The commonly held notion that high new supply in a market tends to curtail price growth did not entirely come true as many of these active residential micro-markets have seen significant price appreciation over the last five years. For instance, Greater Noida West in NCR – which has the fifth highest supply in the region in the last five years – saw a whopping 129 percent price appreciation.
Top 10 Micro-Markets for New Supply
The past five years have seen a massive infusion of new supply across the top 7 cities, amounting to more than 16,32,650 units between 2019 and H1 2024. City-wise, MMR witnessed the highest supply approx. 5,25,430 units in this period, followed by Pune with over 295550 units. In terms of micro-markets, MMR’s Dombivli remained the most active market in this period, with the highest new supply.
- Dombivli (MMR) ranks first on the list of the most active residential micro-markets in terms of the number of new units launched in these 5 years. It saw more than 44,990 new units launched since 2019, with average property prices hovering around INR 9,300 per sq. ft. on a built-up area as of H1 2024 – a 40 percent increase. At least 77 percent of the new supply was in the INR 40 lakh to INR 1.5 Cr price bracket, and the remaining 23 percent was in the affordable category.
- Sarjapur Road (Bengaluru) saw the second highest new supply of approx. 36,150 units, of which 74 percent were in the mid and premium segments and 18 percent in the luxury category. Just 8 percent was affordable housing.
- Panvel (MMR) saw 34440 units added in the period, of which 64 percent were in the INR 40 lakh to INR 1.5 Cr price bracket, 32 percent in the affordable segment, and 3 percent within the INR 1.5 Cr to INR 2.5 Cr price band.

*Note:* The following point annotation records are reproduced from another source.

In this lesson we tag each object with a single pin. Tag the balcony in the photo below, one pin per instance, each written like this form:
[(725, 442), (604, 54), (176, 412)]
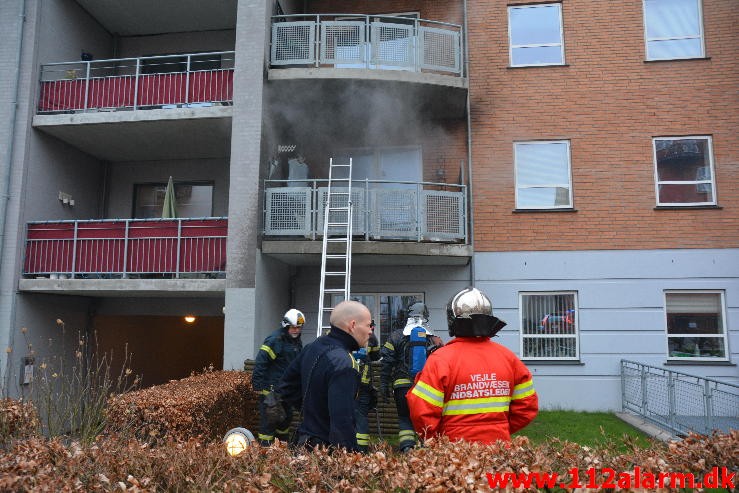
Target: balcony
[(392, 222), (193, 80), (171, 256), (147, 108), (421, 62), (367, 41)]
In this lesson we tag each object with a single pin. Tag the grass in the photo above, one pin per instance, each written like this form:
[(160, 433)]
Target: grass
[(585, 428), (591, 429)]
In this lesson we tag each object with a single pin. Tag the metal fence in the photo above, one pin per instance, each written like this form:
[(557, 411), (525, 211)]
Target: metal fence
[(678, 401), (366, 41), (126, 248), (381, 210), (201, 79)]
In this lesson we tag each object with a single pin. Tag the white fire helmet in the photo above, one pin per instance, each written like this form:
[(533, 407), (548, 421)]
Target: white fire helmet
[(293, 318), (470, 314)]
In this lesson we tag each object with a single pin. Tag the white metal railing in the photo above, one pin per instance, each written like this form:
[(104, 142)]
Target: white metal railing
[(120, 248), (366, 41), (679, 401), (200, 79), (414, 211)]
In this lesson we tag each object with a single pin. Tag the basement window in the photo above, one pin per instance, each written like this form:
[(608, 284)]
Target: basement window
[(549, 325), (695, 325)]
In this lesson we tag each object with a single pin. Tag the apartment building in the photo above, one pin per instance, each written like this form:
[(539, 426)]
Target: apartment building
[(575, 160)]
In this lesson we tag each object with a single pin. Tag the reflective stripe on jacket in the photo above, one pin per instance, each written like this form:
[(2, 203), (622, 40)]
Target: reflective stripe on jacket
[(472, 389)]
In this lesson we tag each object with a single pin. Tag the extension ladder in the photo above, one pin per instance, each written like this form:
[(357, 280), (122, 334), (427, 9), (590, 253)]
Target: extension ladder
[(336, 254)]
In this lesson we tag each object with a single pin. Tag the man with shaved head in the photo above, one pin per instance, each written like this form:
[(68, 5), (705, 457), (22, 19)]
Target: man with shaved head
[(325, 377)]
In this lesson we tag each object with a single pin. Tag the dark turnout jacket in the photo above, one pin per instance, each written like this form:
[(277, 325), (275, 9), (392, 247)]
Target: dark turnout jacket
[(325, 378)]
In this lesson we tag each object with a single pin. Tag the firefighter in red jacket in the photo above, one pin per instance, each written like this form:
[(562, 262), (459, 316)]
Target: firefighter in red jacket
[(472, 388)]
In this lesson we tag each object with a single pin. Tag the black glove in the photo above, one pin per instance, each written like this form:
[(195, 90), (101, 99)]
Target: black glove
[(274, 410), (373, 398), (386, 392)]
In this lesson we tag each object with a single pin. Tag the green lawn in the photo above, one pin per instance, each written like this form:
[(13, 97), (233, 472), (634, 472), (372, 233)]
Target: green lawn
[(590, 429)]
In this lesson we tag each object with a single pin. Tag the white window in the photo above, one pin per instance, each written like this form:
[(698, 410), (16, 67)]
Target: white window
[(549, 324), (696, 327), (389, 311), (673, 29), (543, 175), (684, 171), (535, 35)]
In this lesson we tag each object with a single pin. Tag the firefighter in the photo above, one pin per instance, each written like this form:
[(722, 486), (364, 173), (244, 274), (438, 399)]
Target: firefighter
[(395, 373), (367, 394), (472, 388), (325, 378), (278, 350)]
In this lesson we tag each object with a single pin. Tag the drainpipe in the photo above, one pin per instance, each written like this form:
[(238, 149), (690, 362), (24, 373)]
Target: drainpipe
[(7, 164), (469, 151)]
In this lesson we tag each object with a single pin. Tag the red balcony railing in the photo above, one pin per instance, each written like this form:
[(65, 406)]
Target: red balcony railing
[(126, 248), (125, 83)]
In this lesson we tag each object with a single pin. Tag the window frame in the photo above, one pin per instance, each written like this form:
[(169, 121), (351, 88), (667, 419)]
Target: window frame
[(575, 323), (376, 311), (561, 43), (517, 186), (724, 331), (657, 182), (701, 36)]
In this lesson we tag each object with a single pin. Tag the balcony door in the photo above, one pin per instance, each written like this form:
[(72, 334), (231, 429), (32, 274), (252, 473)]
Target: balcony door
[(388, 164)]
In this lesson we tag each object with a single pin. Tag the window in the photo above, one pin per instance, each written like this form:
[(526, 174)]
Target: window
[(684, 171), (695, 325), (390, 307), (673, 29), (549, 325), (543, 175), (192, 199), (535, 35), (174, 64)]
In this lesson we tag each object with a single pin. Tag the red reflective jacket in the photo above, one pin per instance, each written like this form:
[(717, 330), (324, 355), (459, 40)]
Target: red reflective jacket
[(472, 389)]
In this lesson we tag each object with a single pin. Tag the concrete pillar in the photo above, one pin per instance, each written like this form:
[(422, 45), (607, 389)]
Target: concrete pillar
[(252, 34)]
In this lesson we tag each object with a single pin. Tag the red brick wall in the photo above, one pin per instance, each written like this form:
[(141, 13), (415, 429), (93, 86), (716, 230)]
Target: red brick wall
[(609, 103)]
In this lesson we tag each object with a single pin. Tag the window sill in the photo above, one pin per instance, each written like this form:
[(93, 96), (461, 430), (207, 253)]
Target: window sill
[(515, 67), (683, 207), (698, 363), (563, 209), (546, 362), (678, 59)]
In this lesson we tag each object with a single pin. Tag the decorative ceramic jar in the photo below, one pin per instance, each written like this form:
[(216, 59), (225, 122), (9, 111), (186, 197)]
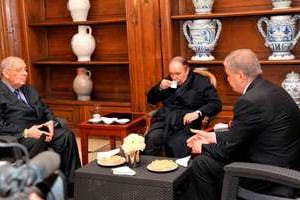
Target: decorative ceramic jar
[(79, 9), (291, 84), (281, 4), (203, 6), (83, 84), (83, 43), (280, 36), (202, 36)]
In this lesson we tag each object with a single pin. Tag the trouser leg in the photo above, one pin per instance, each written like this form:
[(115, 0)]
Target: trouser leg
[(64, 143), (154, 142), (205, 180)]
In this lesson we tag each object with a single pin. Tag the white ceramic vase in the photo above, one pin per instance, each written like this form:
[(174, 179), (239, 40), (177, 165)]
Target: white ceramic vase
[(203, 6), (83, 43), (281, 4), (79, 9), (82, 84), (291, 84)]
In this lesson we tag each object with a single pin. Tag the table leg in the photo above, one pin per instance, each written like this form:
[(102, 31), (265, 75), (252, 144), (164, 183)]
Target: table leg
[(112, 142), (84, 146)]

- Thane West (MMR) ranks fourth with approx. 34,020 new units added with the average price at INR 13,500 per sq. ft. as of H1 2024 (from INR 10,317 per sq. ft. in 2019) – a 34 percent price hike. Of the total new supply here, 77 percent was in the mid and premium segments, 21 percent in the above INR 1.5 Cr bracket, and just 2 percent in the affordable category.
- Greater Faridabad (NCR) came in fifth with approx. 32,740 units were launched in the period. At least 56 percent were in the affordable category, 24 percent in the luxury price bracket, and the remaining 20 percent in the mid and premium segments. Average property rates here rose from INR 3,500 in 2019 to INR 4,700 per sq. ft. in H1 2024 – a 34 percent jump.
- Hinjewadi (Pune) came in sixth with a new supply of 25,140 units between 2019 to H1 2024; a whopping 95 percent was in the mid and premium segments (INR 40 lakh to INR 1.5 Cr), just 4 percent in the affordable segment, and 1 percent in the luxury category. The area has seen prices appreciate by 39 percent in the last five years.
- New Gurugram (NCR), occupied seventh position with nearly 21,125 units launched in the period – 52 percent in the affordable category, 29 percent in the luxury segment, and 19 percent in the mid and premium segments. Average prices here rose by 48 percent in the last five years – from INR 6,100 per sq. ft. in 2019 to INR 9,000 per sq. ft. in H1 2024.
- Dwarka Expressway (NCR) ranks eighth with approx. 20,250 units launched between 2019 to H1 2024, of which over 55 percent were in the affordable category priced above INR 40 lakh, and 33 percent in the luxury segment.
- Tellapur (Hyderabad) ranks ninth with approx. 18,960 new units added and average prices at INR 7,350 per sq. ft. as of H1 2024, up from INR 4,819 per sq. ft. in 2019 – rising by 53 percent . Of the total new supply, 66 percent was in the mid and premium segments, followed by 34 percent in the above INR 1.5 Cr bracket.
- Whitefield (Bengaluru) ranks tenth with approx. 18,600 units launched, of which 66 percent were in the mid and premium segments and 34 percent in the luxury category. There was no new affordable housing supply here.